Communicable Disease Control Directorate, Public Health Division, Health Department of Western Australia, Perth, Australia.
BMC Public Health. 2013 Apr 29;13:404. doi: 10.1186/1471-2458-13-404.
National notification data for sexually transmitted infections (STIs) and blood borne viruses (BBVs) continue to have a high proportion of missing data on Indigenous status, potentially biasing estimates of notification rates by Aboriginality. We evaluated the use of data linkage to improve the accuracy of estimated notification rates for STIs and BBVs in Aboriginal and non-Aboriginal groups in Western Australia.
STI and BBV case notifications in Western Australia received in 2010 were linked with administrative health data collections in Western Australia to obtain additional data on Indigenous status. STI and BBV notification rates based on the pre- and post-linkage data among Aboriginal and non-Aboriginal groups were compared.

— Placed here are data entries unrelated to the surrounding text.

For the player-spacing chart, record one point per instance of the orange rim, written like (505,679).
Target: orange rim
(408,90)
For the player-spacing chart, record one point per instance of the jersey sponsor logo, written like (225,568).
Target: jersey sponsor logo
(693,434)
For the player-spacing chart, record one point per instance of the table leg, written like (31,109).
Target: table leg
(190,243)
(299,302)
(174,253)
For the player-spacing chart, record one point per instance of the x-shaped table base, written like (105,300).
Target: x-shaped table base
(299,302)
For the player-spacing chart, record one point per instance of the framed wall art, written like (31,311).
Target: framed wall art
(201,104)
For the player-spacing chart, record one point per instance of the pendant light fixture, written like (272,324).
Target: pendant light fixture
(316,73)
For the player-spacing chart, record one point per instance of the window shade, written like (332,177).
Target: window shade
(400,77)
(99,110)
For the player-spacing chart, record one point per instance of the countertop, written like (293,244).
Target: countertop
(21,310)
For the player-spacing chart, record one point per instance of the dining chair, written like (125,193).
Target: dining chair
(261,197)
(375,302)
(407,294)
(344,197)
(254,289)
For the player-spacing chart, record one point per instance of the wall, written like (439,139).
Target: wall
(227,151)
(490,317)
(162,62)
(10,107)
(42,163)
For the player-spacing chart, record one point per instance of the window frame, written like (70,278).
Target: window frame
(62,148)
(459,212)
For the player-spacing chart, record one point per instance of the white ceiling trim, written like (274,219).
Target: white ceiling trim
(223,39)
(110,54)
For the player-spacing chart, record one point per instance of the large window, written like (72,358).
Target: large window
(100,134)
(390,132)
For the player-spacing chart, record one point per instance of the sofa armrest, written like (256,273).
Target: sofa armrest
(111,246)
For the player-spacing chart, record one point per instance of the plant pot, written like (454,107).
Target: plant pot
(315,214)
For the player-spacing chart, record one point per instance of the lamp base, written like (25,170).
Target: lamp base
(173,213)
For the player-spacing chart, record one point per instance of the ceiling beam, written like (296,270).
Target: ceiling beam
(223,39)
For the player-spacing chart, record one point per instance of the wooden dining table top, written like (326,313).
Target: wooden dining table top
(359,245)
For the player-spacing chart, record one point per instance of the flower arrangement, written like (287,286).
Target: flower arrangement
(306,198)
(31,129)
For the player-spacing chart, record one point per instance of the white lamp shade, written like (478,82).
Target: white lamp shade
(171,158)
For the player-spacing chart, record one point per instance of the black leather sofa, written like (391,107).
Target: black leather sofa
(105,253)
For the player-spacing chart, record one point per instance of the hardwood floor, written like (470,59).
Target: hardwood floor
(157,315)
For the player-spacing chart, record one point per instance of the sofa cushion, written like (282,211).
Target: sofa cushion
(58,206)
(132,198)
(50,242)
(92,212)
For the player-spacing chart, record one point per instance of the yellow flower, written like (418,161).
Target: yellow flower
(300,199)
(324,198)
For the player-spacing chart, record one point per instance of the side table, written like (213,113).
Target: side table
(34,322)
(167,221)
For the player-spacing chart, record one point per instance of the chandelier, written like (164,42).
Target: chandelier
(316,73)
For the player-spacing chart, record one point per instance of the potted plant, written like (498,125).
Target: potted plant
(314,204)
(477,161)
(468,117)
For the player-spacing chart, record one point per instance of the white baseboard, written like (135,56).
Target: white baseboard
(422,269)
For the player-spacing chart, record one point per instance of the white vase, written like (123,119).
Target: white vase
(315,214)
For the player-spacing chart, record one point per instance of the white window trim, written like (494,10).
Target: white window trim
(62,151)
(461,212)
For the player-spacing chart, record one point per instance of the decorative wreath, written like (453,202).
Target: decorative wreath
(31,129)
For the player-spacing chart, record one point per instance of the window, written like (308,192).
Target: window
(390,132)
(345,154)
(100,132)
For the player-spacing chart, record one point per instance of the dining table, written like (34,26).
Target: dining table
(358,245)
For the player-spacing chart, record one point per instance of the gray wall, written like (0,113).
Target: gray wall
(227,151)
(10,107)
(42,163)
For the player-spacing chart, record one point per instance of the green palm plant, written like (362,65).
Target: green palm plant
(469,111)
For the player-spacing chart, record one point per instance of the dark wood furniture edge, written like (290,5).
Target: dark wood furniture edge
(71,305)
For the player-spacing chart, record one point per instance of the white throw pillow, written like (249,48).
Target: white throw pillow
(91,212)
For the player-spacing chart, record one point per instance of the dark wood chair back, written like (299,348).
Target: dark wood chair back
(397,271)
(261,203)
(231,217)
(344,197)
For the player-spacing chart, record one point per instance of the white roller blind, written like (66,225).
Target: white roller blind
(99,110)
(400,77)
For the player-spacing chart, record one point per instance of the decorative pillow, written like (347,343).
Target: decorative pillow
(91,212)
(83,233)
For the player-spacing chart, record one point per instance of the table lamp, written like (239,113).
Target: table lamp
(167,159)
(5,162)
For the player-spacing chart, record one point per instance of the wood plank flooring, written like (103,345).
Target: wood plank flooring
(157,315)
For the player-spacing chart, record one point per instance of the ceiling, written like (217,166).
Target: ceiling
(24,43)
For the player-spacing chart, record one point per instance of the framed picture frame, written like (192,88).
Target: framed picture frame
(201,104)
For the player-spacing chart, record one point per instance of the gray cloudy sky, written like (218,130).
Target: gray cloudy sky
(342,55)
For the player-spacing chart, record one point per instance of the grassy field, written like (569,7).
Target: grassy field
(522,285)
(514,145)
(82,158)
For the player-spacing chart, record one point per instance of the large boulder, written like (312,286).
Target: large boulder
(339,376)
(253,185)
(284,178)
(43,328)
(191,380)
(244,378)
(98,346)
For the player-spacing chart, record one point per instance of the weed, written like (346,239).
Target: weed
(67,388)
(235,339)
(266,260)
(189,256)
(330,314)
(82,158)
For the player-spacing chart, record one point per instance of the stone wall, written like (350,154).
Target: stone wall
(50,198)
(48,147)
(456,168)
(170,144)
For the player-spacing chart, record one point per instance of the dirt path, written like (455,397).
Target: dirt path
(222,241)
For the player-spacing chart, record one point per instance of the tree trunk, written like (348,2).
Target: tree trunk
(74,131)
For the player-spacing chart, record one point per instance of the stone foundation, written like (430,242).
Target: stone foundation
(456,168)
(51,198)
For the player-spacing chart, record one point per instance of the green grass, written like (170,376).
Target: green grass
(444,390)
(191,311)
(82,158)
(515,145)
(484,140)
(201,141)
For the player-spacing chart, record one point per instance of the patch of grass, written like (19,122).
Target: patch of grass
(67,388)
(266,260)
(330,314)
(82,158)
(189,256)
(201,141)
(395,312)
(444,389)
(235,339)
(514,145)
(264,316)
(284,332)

Data linkage decreased the proportion of notifications with unknown Indigenous status by 74% from 10.2% to 2.7%. There was no significant difference in disease-specific age-adjusted notification rate ratio estimates based on pre-linkage data and post-linkage data for Aboriginal people compared with non-Aboriginal people.
Our findings suggest that reported STI and BBV disease-specific age-adjusted notification rates for 2010 in Western Australia are unlikely to be significantly biased by excluding notifications with unknown Indigenous status. This finding is likely to be dependent on recent improvements in the reporting of Indigenous status in notification data in Western Australia. Cost-effective and systematic solutions, including the better use of existing data linkage resources, are required to facilitate continued improvement in the completeness of reporting and accuracy of estimates for notifiable STIs and BBVs in Australia by Aboriginality.
性传播感染(STIs)和血源性病原体(BBVs)的国家通报数据继续存在大量缺失土著身份数据的情况,这可能会对按土著身份估计的通报率产生偏差。我们评估了数据链接的使用,以提高西澳大利亚州土著和非土著群体中 STIs 和 BBVs 估计通报率的准确性。
2010 年在西澳大利亚州收到的 STI 和 BBV 病例通报与西澳大利亚州的行政健康数据收集进行了链接,以获得有关土著身份的其他数据。比较了土著和非土著群体中基于预链接和后链接数据的 STI 和 BBV 通报率。
数据链接将具有未知土著身份的通报比例从 10.2%降低到 2.7%,降低了 74%。与非土著人相比,基于预链接数据和后链接数据,土著人特定疾病的年龄调整后通报率比估计值没有显著差异。
我们的研究结果表明,2010 年在西澳大利亚州报告的特定疾病的年龄调整后 STI 和 BBV 通报率不太可能因排除具有未知土著身份的通报而受到重大偏差。这一发现可能取决于西澳大利亚州通报数据中土著身份报告的近期改进。需要具有成本效益和系统性的解决方案,包括更好地利用现有的数据链接资源,以促进澳大利亚按土著身份继续提高可通报的 STIs 和 BBVs 的报告完整性和估计准确性。